[PATCH] mm/memblock: use WARN_ONCE when MAX_NUMNODES passed as input parameter

David Rientjes rientjes at google.com
Thu Dec 26 18:45:04 EST 2013


On Fri, 20 Dec 2013, Santosh Shilimkar wrote:

> diff --git a/mm/memblock.c b/mm/memblock.c
> index 71b11d9..6af873a 100644
> --- a/mm/memblock.c
> +++ b/mm/memblock.c
> @@ -707,11 +707,9 @@ void __init_memblock __next_free_mem_range(u64 *idx, int nid,
>  	struct memblock_type *rsv = &memblock.reserved;
>  	int mi = *idx & 0xffffffff;
>  	int ri = *idx >> 32;
> -	bool check_node = (nid != NUMA_NO_NODE) && (nid != MAX_NUMNODES);
>  
> -	if (nid == MAX_NUMNODES)
> -		pr_warn_once("%s: Usage of MAX_NUMNODES is depricated.
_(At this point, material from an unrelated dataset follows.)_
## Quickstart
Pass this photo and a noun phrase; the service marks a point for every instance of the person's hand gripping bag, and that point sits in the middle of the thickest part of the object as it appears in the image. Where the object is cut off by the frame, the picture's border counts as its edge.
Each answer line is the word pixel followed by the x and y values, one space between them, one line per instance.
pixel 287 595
Use NUMA_NO_NODE instead\n",
> -			     __func__);
> +	if (WARN_ONCE(nid == MAX_NUMNODES, "Usage of MAX_NUMNODES is deprecated. Use NUMA_NO_NODE instead\n"))
> +		nid = NUMA_NO_NODE;
>  
>  	for ( ; mi < mem->cnt; mi++) {
>  		struct memblock_region *m = &mem->regions[mi];

Um, why do this at runtime?  This is only used for 
for_each_free_mem_range(), which is used rarely in x86 and memblock-only 
code.  I'm struggling to understand why we can't deterministically fix the 
callers if this condition is possible.